Royal Bank of Canada, from time to time, makes written and oral forward-looking statements, included in this presentation, the Annual Report, in other filings with Canadian regulators or the U.S. Securities and Exchange Commission, in reports to shareholders and in other communications, which are made pursuant to the “safe harbor” provisions of the United States Private Securities Litigation Reform Act of 1995. These forward-looking statements include, among others, statements with respect to the bank’s objectives for 2001, and the medium to long term, and strategies to achieve those objectives, as well as statements with respect to the bank’s beliefs, plans, expectations, anticipations, estimates and intentions. The words “may,” “could,” “should,” “would,” “suspect,” “outlook,” “believe,” “anticipate,” “estimate,” “expect,” “intend,” “plan,” and words and expressions of similar import are intended to identify forward-looking statements.

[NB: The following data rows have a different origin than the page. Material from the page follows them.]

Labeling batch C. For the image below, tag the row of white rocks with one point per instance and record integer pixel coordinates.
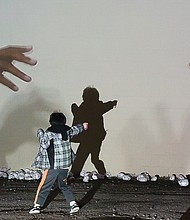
(22, 174)
(29, 174)
(142, 177)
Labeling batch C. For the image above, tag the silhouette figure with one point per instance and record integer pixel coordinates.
(90, 110)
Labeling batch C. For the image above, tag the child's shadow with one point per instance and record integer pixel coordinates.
(91, 110)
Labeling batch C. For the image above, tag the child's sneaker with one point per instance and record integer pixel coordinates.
(74, 208)
(35, 210)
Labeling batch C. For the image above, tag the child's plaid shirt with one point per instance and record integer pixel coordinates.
(62, 149)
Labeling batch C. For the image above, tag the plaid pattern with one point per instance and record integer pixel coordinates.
(62, 149)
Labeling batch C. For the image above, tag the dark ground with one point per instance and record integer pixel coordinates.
(104, 199)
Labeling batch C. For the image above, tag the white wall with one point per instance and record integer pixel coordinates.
(133, 51)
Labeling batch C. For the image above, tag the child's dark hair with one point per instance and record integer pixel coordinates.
(57, 118)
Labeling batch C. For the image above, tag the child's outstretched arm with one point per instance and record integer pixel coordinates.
(43, 138)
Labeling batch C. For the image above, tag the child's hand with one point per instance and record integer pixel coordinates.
(85, 125)
(7, 56)
(115, 103)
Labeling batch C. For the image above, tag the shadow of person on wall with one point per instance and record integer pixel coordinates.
(91, 110)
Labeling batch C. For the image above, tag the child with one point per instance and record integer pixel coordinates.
(55, 158)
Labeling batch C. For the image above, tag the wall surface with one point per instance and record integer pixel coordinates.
(133, 51)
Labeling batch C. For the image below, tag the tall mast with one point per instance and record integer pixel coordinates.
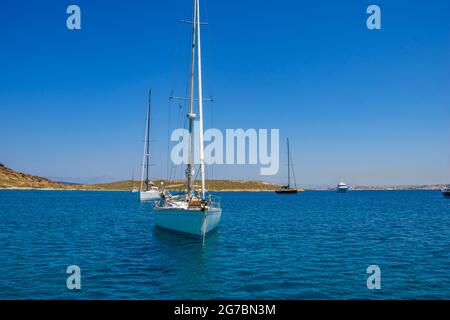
(146, 144)
(200, 102)
(147, 153)
(191, 115)
(289, 164)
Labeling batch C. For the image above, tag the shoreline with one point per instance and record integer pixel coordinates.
(409, 188)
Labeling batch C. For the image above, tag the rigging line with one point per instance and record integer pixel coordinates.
(448, 169)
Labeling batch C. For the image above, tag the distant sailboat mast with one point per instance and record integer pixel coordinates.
(289, 165)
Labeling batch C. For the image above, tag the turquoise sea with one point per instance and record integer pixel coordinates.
(316, 245)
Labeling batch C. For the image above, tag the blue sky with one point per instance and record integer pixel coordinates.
(371, 107)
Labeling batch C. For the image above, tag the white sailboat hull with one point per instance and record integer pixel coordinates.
(195, 222)
(149, 195)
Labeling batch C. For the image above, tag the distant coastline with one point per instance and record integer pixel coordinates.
(13, 180)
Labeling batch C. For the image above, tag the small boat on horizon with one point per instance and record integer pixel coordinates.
(133, 188)
(148, 191)
(287, 189)
(446, 191)
(342, 187)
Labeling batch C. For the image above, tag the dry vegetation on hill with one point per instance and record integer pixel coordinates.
(11, 179)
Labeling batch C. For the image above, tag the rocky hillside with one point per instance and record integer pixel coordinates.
(11, 179)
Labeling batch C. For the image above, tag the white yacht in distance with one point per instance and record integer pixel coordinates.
(133, 188)
(446, 191)
(148, 189)
(191, 212)
(342, 187)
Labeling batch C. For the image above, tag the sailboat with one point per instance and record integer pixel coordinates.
(133, 188)
(342, 187)
(148, 189)
(287, 189)
(191, 212)
(446, 191)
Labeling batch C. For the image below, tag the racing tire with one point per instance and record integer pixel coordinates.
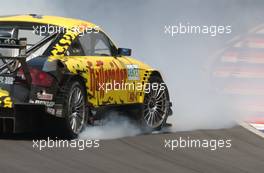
(75, 109)
(155, 108)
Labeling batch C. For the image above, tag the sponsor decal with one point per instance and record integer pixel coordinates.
(7, 80)
(102, 75)
(43, 102)
(132, 72)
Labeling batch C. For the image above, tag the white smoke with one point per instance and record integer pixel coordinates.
(114, 126)
(140, 25)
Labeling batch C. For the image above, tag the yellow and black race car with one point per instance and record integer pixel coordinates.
(70, 70)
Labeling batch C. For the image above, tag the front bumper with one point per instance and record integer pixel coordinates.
(22, 118)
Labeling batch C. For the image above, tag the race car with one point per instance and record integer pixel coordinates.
(70, 70)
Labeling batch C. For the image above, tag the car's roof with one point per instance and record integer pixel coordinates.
(52, 20)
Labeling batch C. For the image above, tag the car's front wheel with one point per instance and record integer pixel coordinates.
(74, 109)
(156, 101)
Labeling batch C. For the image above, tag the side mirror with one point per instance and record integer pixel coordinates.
(124, 52)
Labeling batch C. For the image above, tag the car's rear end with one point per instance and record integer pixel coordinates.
(26, 90)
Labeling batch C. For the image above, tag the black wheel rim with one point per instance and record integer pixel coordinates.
(155, 108)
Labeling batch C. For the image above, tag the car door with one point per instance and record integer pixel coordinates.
(106, 73)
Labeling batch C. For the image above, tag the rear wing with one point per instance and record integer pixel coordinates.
(21, 45)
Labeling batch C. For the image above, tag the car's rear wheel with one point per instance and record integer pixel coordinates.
(75, 110)
(155, 108)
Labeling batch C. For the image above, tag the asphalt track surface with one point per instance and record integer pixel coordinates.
(145, 153)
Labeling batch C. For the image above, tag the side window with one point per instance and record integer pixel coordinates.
(96, 44)
(75, 49)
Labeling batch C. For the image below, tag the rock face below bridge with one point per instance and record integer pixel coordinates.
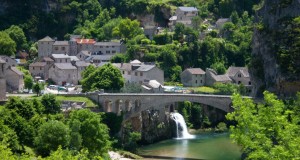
(154, 125)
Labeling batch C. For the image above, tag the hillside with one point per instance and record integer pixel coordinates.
(276, 59)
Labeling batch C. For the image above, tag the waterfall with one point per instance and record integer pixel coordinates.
(181, 128)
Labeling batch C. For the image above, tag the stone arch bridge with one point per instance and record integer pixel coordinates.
(133, 103)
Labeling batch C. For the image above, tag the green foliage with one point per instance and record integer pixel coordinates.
(127, 29)
(113, 122)
(106, 77)
(118, 58)
(24, 108)
(52, 105)
(94, 134)
(219, 67)
(8, 46)
(50, 136)
(9, 137)
(37, 87)
(130, 138)
(17, 35)
(263, 135)
(221, 127)
(88, 70)
(162, 39)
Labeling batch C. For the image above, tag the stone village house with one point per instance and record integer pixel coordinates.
(195, 77)
(138, 72)
(183, 15)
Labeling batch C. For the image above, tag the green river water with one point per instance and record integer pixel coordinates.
(204, 146)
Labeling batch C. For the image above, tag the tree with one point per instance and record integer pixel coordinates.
(128, 29)
(37, 87)
(52, 106)
(16, 34)
(8, 46)
(50, 136)
(179, 32)
(268, 130)
(196, 21)
(88, 70)
(94, 134)
(9, 137)
(118, 58)
(106, 77)
(219, 67)
(33, 51)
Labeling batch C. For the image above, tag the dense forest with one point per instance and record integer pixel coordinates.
(26, 124)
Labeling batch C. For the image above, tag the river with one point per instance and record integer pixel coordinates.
(204, 146)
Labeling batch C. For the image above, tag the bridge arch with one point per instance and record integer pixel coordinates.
(107, 105)
(132, 102)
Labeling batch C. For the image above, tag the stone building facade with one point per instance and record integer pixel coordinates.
(15, 79)
(193, 77)
(62, 73)
(183, 15)
(138, 72)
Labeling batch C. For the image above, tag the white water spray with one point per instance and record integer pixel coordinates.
(181, 129)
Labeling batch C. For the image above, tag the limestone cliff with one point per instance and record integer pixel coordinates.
(265, 69)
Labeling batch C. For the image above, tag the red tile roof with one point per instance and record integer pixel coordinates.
(85, 41)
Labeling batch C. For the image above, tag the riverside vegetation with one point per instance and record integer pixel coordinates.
(265, 131)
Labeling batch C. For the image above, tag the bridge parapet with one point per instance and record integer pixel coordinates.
(137, 102)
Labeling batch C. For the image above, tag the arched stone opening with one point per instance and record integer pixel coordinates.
(118, 106)
(107, 105)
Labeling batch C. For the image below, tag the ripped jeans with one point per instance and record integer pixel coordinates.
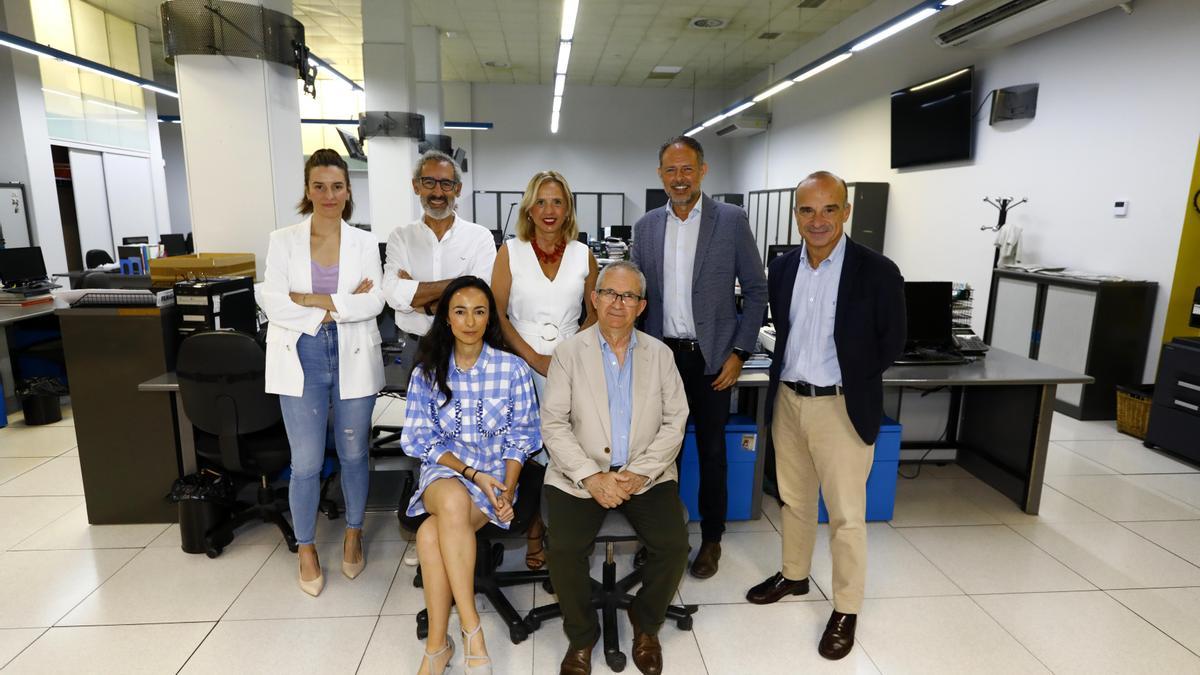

By their very nature, forward-looking statements involve inherent risks and uncertainties, both general and specific, and risks exist that predictions, forecasts, projections and other forward-looking statements will not be achieved. The bank cautions readers not to place undue reliance on these statements as a number of important factors could cause actual results to differ materially from the plans, objectives, expectations, estimates and intentions expressed in such forward-looking statements. These factors include, but are not limited to, the strength of the Canadian economy in general and the strength of the local economies within Canada in which the bank conducts operations; the strength of the United States economy and the economies of other nations in which the bank conducts significant operations; the effects of changes in monetary and fiscal policy, including changes in interest rate policies of the Bank of Canada and the Board of Governors of the Federal Reserve System; changes in trade policy; the effects of competition in the markets in which the bank operates; inflation; capital market and currency market fluctuations; the timely development and introduction of new products and services by the bank in receptive markets; the impact of changes in the laws and regulations regulating financial services (including banking, insurance and securities); changes in tax laws; technological changes; the ability of the bank to complete strategic acquisitions and to integrate acquisitions; unexpected judicial or regulatory proceedings; unexpected changes in consumer spending and saving habits; and the bank’s anticipation of and success in managing the risks implicated by the foregoing.

The bank cautions that the foregoing list of important factors is not exhaustive. When relying on forward-looking statements to make decisions with respect to the bank, investors and others should carefully consider the foregoing factors and other uncertainties and potential events. The bank does not undertake to update any forward-looking statement, whether written or oral, that may be made from time to time by or on behalf of the bank.